Browning’s remarkable monologue My Last Duchess also critiques society’s restrictions by analyzing the repercussions of a female person’s subversion of social pretenses and hierarchy. The Wife’s Home Act in 1882 permitted women to keep their possessions after divorce, subsequently exposing the façade of marriage as ladies abandoned their marital tasks. The reduced value of ladies is developed through the individual pronoun “my last duchess painted on the wall”, where the artwork signifies the Duke’s objectification of his late other half, weakening her existence to mere aesthetics. Through the parenthetical aside, “(given that none puts by/The drape I have drawn for you, however I)”, Browning exemplifies the Duke’s excessive hubris towards his envoy when presenting his deceased better half as an object to verify his social status. The Duke’s displeasure of his wife’s metaphorical “area of pleasure … too soon made happy, Too easily amazed” epitomizes his patriarchal condemnation of her fundamental geniality, which breaches the class boundaries Victorian females were expected to embody. In addition, Browning marks the Duchess’ undermining of the Duke’s social position through the significance in “She liked whate’er she searched, and her appearances went everywhere”, with the unfavorable connotations foreshadowing her downfall. The truncated sentences, “This grew; I provided commands” shows the Duke’s autocratic behavior, and mentions the alarming repercussions of the Duchess’ failure to fulfill her role within the social hierarchy. Browning concludes the monologue with a mythical allusion, “Notification Neptune, however,/ Taming a sea-horse”, where the Roman god’s dominance over a delicate animal foreshadows the Duke’s authority over his next better half. Therefore, Browning condemns the suppression of females in a class-conscious society through the consequences of the Duchess’ unorthodox behavior, and motivates greater female autonomy.
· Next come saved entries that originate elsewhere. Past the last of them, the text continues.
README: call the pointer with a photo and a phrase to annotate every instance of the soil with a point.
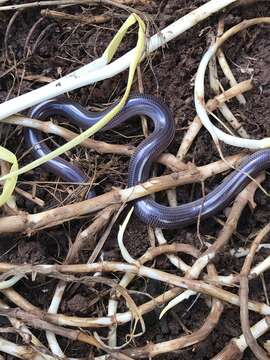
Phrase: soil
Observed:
(63, 47)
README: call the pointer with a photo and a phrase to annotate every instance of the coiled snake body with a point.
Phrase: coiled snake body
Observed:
(148, 210)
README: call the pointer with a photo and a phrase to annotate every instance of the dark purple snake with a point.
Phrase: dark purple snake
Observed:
(146, 153)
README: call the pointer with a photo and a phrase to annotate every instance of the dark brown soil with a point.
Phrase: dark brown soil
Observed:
(169, 75)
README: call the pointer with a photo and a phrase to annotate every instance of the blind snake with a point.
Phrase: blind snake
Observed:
(148, 210)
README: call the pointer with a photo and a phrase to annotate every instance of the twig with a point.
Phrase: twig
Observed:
(211, 105)
(22, 352)
(224, 109)
(68, 2)
(152, 350)
(82, 19)
(34, 199)
(216, 133)
(100, 69)
(106, 266)
(246, 196)
(243, 295)
(236, 347)
(29, 223)
(224, 64)
(37, 323)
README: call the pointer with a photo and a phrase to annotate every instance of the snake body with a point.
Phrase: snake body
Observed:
(148, 210)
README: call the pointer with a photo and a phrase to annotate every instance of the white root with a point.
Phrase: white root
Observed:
(215, 132)
(100, 69)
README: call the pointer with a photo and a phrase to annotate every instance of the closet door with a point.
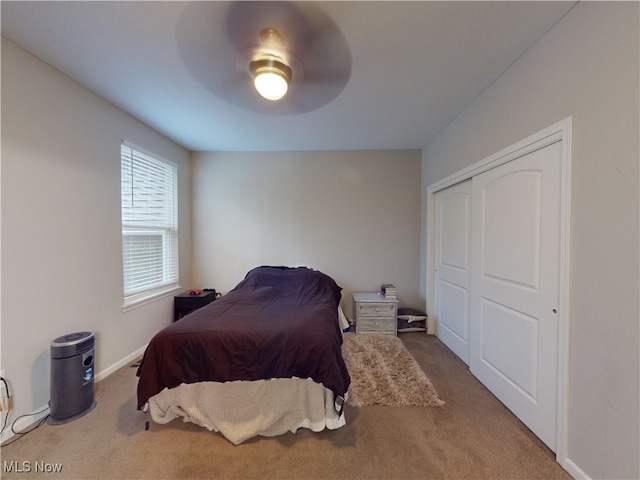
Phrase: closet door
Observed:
(452, 267)
(515, 286)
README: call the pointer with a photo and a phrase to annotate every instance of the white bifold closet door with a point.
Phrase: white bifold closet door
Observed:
(513, 288)
(453, 266)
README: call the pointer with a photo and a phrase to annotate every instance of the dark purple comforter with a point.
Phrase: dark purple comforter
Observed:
(278, 322)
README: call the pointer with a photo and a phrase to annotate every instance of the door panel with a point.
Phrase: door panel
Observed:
(452, 267)
(514, 286)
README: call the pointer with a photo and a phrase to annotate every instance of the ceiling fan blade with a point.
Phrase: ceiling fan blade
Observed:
(215, 39)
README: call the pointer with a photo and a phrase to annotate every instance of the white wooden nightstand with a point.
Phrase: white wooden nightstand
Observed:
(375, 313)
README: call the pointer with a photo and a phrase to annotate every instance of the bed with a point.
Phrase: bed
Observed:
(264, 359)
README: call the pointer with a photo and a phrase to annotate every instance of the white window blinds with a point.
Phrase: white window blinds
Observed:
(149, 190)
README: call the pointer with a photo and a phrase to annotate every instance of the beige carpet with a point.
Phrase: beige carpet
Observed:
(474, 437)
(383, 372)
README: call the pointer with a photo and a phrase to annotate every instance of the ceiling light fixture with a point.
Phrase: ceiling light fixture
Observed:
(271, 77)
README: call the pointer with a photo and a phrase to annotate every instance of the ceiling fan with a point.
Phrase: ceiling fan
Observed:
(238, 50)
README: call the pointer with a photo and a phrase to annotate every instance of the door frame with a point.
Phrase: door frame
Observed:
(561, 131)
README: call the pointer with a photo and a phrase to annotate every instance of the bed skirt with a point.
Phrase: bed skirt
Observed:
(241, 410)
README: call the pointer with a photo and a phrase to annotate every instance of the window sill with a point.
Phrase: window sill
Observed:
(149, 297)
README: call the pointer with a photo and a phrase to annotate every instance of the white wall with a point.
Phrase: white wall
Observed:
(61, 228)
(587, 67)
(353, 215)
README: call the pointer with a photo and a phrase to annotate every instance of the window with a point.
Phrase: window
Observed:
(149, 188)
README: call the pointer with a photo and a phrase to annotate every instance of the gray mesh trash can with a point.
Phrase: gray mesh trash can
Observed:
(72, 393)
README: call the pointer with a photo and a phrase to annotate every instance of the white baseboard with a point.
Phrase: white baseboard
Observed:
(116, 366)
(573, 470)
(26, 422)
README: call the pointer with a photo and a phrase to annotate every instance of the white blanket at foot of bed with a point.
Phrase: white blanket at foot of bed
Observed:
(241, 410)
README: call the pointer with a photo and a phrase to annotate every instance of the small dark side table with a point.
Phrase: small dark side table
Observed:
(185, 303)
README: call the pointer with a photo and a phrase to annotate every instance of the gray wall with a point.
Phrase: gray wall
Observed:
(586, 67)
(61, 225)
(353, 215)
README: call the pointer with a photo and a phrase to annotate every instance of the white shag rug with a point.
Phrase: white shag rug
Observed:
(383, 372)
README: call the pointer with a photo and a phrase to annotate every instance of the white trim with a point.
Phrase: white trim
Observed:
(118, 365)
(133, 146)
(144, 298)
(561, 131)
(25, 422)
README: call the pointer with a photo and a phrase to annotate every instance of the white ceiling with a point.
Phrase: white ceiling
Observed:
(414, 66)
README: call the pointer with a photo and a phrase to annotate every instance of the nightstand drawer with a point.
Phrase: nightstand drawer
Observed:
(372, 309)
(376, 325)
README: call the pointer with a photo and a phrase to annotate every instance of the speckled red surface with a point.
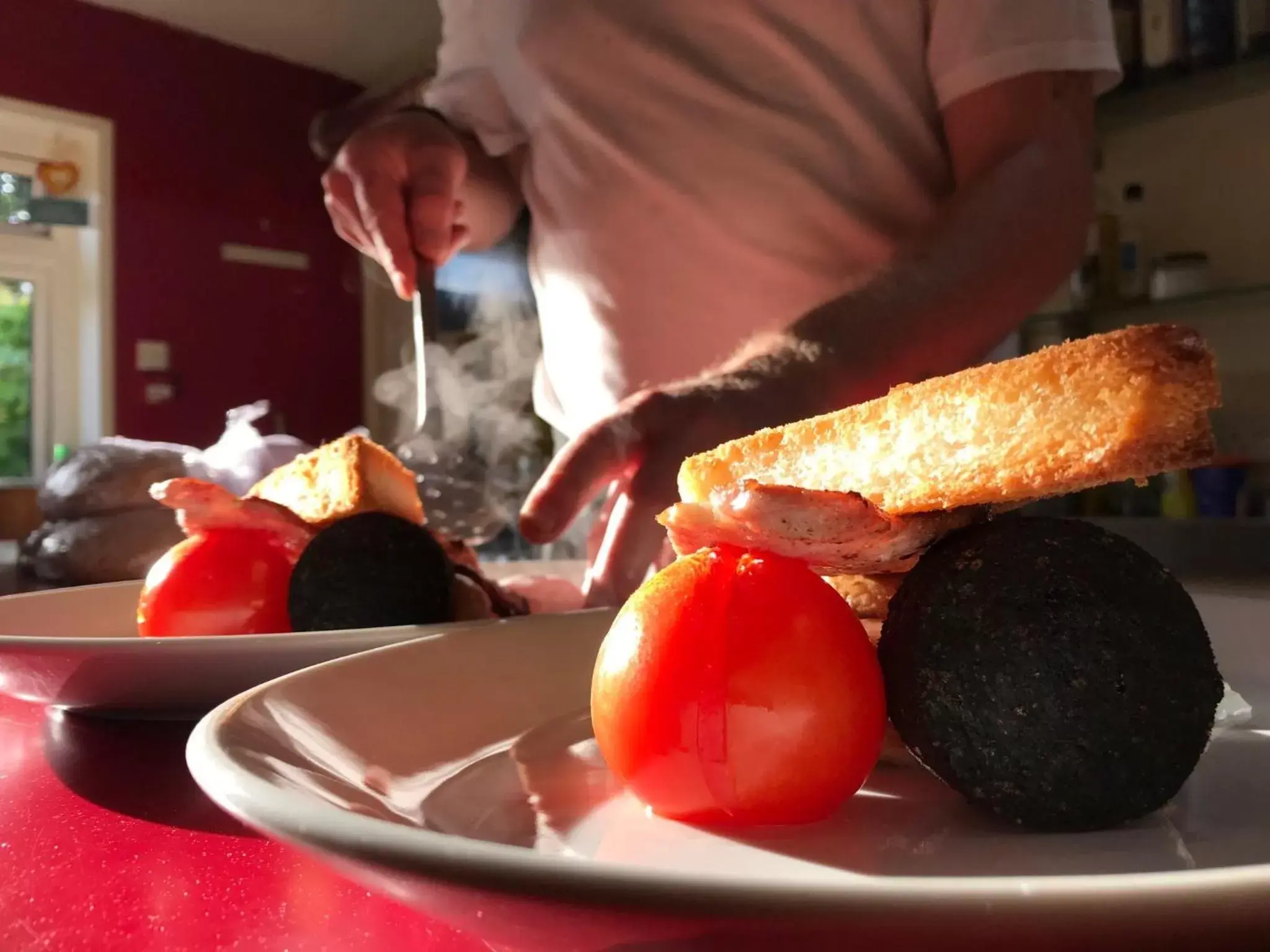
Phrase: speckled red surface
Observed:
(106, 843)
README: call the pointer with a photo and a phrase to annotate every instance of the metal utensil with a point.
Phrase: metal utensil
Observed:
(425, 282)
(453, 484)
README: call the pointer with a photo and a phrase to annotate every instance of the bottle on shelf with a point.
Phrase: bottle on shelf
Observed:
(1209, 33)
(1134, 276)
(1095, 282)
(1108, 224)
(1163, 38)
(1253, 29)
(1127, 15)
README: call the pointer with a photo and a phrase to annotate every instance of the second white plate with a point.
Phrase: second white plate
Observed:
(79, 649)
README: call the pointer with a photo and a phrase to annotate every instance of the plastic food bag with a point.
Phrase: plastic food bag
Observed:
(242, 457)
(103, 526)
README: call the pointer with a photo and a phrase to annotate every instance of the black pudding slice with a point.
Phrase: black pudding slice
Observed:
(1050, 672)
(367, 571)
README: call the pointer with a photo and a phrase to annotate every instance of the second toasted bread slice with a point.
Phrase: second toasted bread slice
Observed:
(1108, 408)
(340, 479)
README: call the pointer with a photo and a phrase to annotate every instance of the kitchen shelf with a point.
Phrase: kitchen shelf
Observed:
(1122, 111)
(1147, 311)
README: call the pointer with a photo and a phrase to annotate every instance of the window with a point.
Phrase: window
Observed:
(17, 310)
(55, 289)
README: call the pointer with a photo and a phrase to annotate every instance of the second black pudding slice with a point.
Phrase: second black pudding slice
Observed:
(1050, 672)
(367, 571)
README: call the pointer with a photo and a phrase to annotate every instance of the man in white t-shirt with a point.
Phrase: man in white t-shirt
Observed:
(745, 213)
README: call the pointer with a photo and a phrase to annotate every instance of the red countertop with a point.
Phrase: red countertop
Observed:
(106, 843)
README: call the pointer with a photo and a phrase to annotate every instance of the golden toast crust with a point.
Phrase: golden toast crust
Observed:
(869, 596)
(1103, 409)
(347, 477)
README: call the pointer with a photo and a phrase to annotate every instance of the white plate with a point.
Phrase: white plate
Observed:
(398, 767)
(79, 649)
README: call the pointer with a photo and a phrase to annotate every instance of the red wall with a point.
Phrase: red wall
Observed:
(210, 146)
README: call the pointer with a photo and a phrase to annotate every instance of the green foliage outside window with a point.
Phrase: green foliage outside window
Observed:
(14, 379)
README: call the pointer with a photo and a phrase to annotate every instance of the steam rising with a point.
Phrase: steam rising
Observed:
(481, 433)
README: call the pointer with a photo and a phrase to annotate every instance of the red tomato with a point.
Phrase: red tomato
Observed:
(226, 582)
(738, 689)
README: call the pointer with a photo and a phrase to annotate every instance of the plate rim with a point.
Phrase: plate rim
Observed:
(244, 643)
(313, 824)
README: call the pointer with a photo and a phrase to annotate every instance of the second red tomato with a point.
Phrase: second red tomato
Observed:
(226, 582)
(738, 689)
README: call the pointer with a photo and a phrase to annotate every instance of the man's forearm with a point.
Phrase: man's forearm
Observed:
(996, 253)
(491, 195)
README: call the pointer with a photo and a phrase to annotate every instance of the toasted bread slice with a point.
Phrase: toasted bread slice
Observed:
(340, 479)
(1104, 409)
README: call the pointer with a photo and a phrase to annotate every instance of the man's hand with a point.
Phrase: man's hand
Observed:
(637, 452)
(394, 193)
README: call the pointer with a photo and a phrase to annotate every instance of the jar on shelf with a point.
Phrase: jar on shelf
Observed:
(1210, 33)
(1163, 38)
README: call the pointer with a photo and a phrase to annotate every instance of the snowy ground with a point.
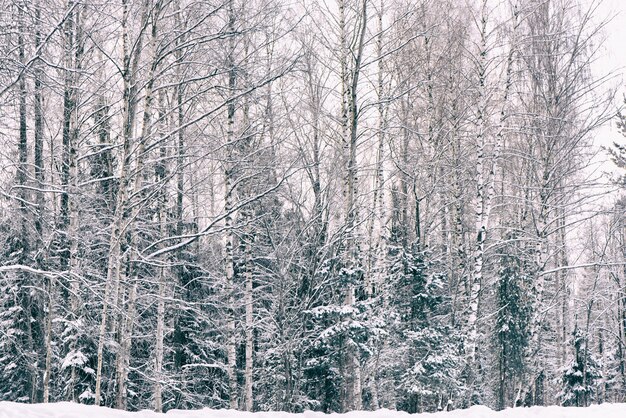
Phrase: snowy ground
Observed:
(70, 410)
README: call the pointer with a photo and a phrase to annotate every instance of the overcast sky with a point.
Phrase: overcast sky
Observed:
(613, 58)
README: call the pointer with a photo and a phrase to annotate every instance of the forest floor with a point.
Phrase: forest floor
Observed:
(71, 410)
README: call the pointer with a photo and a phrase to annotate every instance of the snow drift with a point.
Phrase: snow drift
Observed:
(72, 410)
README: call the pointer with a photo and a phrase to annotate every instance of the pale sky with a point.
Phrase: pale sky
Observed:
(613, 57)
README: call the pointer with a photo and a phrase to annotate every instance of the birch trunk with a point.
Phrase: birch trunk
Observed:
(114, 260)
(229, 193)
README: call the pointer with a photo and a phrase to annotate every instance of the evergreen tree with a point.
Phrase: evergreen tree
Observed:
(511, 332)
(580, 378)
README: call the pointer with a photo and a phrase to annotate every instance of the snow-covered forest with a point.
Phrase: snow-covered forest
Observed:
(326, 205)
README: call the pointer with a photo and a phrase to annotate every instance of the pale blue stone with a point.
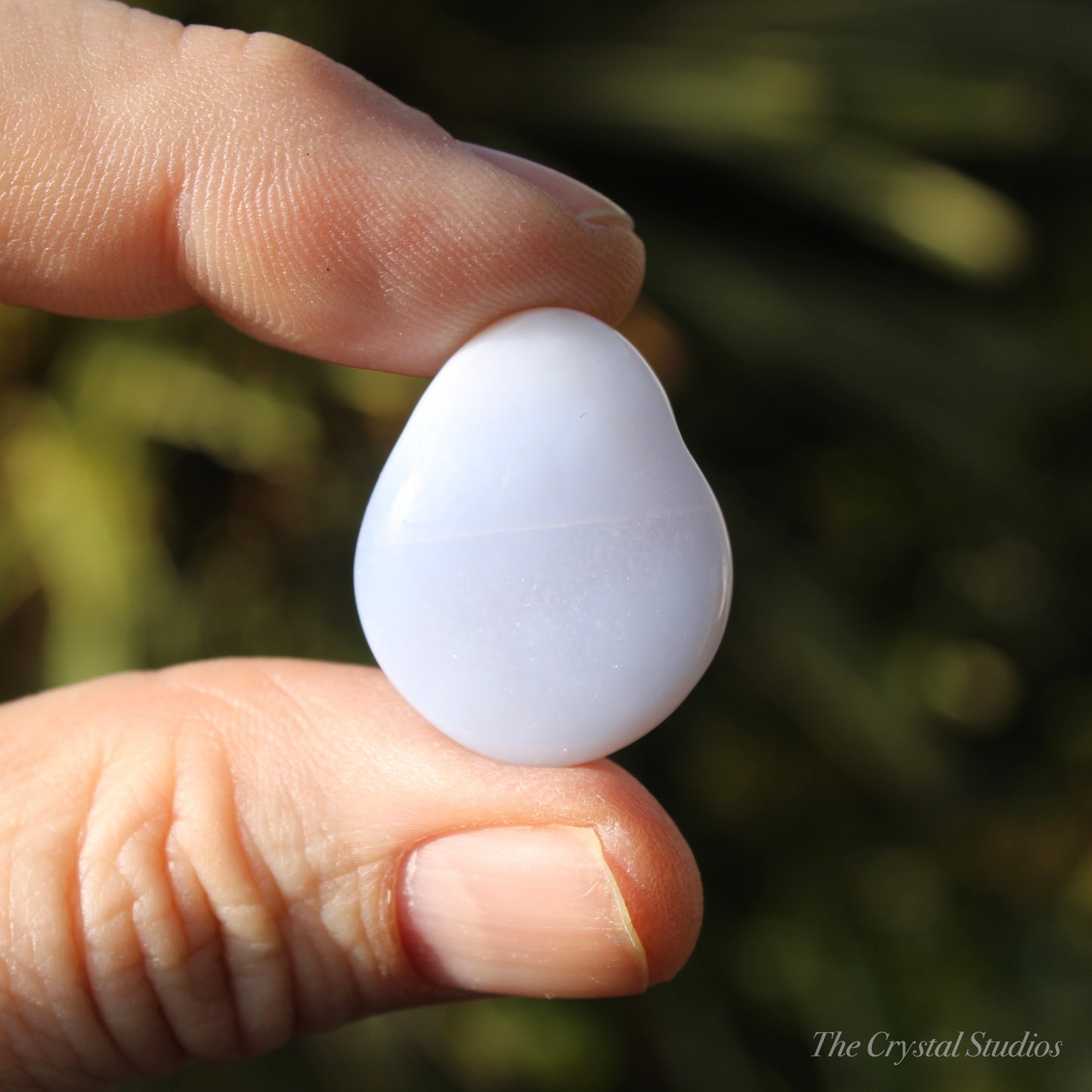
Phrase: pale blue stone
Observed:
(543, 572)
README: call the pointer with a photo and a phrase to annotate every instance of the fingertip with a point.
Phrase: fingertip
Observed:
(655, 871)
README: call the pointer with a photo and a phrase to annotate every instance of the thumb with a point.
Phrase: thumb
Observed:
(147, 167)
(203, 862)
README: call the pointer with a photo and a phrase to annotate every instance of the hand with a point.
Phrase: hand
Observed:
(204, 861)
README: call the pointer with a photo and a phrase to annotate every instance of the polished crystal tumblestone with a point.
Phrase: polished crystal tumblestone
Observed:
(543, 572)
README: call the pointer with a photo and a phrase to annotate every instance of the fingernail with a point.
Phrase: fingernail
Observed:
(586, 203)
(525, 911)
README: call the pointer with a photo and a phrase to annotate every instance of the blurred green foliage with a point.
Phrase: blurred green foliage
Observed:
(869, 228)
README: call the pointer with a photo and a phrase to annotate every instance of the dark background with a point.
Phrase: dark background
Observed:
(869, 230)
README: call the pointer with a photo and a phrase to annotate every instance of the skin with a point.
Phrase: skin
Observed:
(203, 862)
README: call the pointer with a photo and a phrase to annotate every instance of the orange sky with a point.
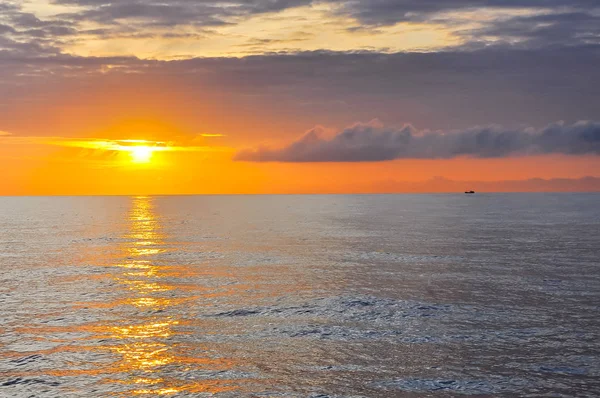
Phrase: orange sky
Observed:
(322, 90)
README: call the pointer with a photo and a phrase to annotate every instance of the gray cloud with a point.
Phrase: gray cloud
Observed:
(435, 90)
(388, 12)
(372, 142)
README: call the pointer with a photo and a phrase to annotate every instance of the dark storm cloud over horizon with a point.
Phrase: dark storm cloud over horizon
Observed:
(373, 142)
(542, 67)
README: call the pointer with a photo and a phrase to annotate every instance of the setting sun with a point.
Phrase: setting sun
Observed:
(141, 154)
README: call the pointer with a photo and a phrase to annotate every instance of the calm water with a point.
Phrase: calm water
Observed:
(300, 296)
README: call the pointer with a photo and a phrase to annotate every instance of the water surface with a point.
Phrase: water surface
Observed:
(300, 296)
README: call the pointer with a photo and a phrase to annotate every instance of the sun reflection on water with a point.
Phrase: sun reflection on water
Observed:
(147, 348)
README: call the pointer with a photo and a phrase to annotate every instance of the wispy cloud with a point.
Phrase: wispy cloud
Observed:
(212, 135)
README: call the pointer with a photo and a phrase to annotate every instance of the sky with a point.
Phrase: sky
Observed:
(298, 96)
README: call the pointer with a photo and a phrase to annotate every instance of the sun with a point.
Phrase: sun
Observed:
(141, 153)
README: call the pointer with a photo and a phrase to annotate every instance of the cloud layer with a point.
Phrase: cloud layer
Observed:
(373, 142)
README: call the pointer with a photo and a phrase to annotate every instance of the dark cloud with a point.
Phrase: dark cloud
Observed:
(372, 142)
(566, 29)
(435, 90)
(389, 12)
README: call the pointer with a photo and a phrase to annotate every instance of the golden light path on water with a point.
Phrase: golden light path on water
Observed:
(147, 347)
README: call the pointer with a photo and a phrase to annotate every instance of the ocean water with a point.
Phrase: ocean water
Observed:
(300, 296)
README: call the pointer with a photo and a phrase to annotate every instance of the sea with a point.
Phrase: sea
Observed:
(318, 296)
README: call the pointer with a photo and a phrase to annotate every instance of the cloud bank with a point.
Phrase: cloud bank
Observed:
(374, 142)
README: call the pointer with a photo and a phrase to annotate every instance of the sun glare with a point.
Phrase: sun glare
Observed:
(141, 154)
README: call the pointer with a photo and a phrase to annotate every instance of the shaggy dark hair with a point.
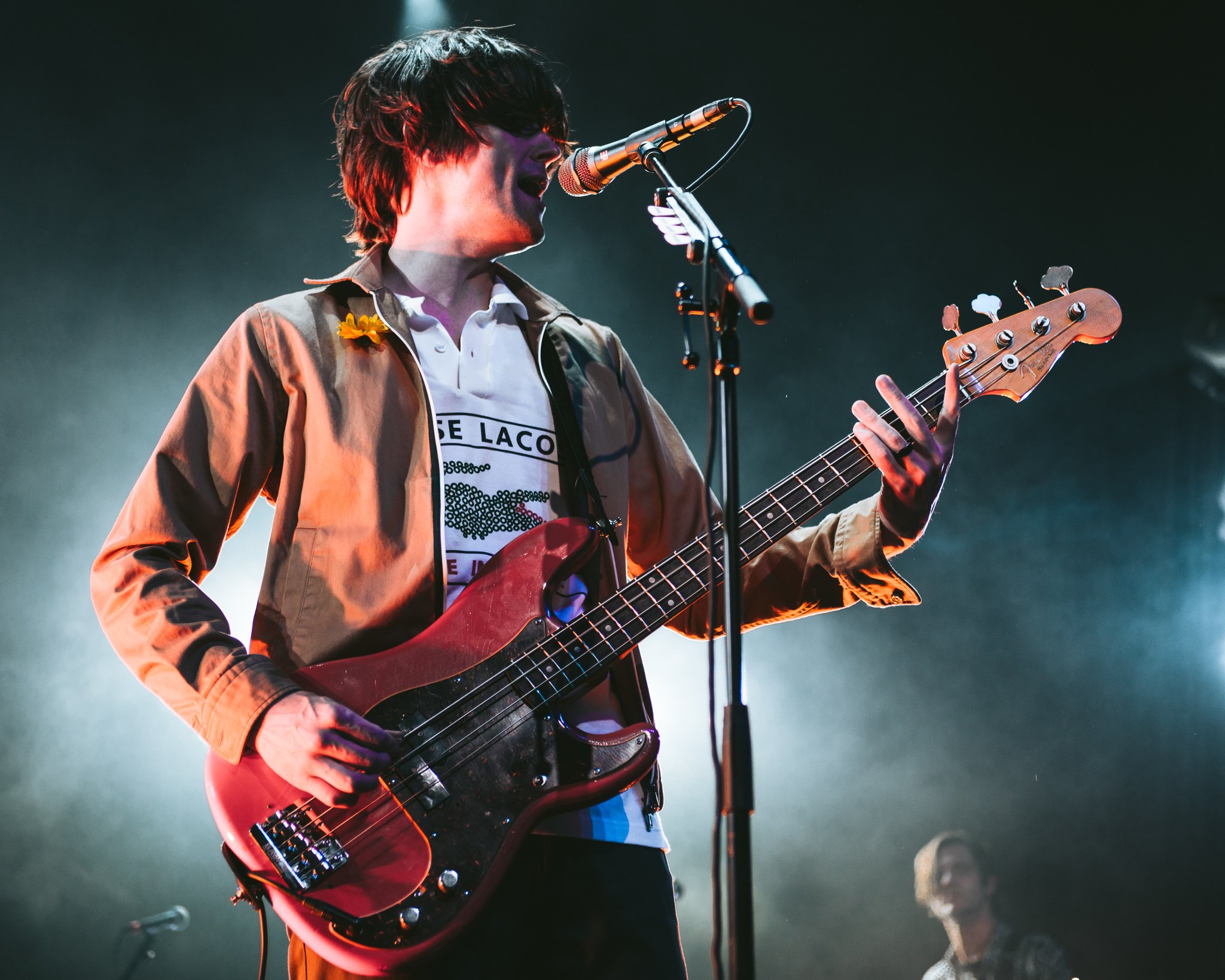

Nevertheless, unlike the submission of the Duchess in Browning’s remarkable monologue, Ibsen denounces the pretense of marital relationship within social hierarchy which suppresses autonomy and advocates for a lady’s subversion of her domestic duties to reinforce her identity. While Nora’s costuming as a “little Capri fishergirl” represents youth and sensuality, traditional for 19th century ladies, the stage instructions of “dancing more and more extremely” signifies her desire for liberation from her marriage facade. Nora’s phase directions as she secretively “puts the macaroons in her pocket and wipes her mouth” shows her forbidden intake of sweets which symbolizes her long for independence within a limiting marital relationship. In addition, Nora understands the pretense of her marriage, epitomized in the symbolic “Changing. No more fancy dress”, where the clothes concept reveals the subversion of social expectations resulting in her empowerment, unlike the Duchess who fails to liberate herself from social confinements. Nora’s surprise that “I’m your dolly-wife, just as I utilized to be Daddy’s dolly child” exemplifies her recognition of social hierarchy that objectifies the female specific and restricts her autonomy. Nora eventually abandons her maternal and marital responsibilities through her use of personal pronouns, “I believe that very first I’m a person, much like you” which marks her self-determination to reinforce her female identity. The final slamming of the door represents Nora’s emancipation from domestic duties in her confining marriage. For that reason, Ibsen challenges the societal restrictions imposed on females through Nora’s individualistic pursuit of her perfects.

Both Browning and Ibsen expose the repercussions of their characters’ individualistic attempts to subvert social expectations. While Browning shocks his audience with the unforeseeable consequences of his female people in their intentions to transgress female propriety and ascribed domestic functions, Ibsen exposes the empowerment that females get after deserting social mores.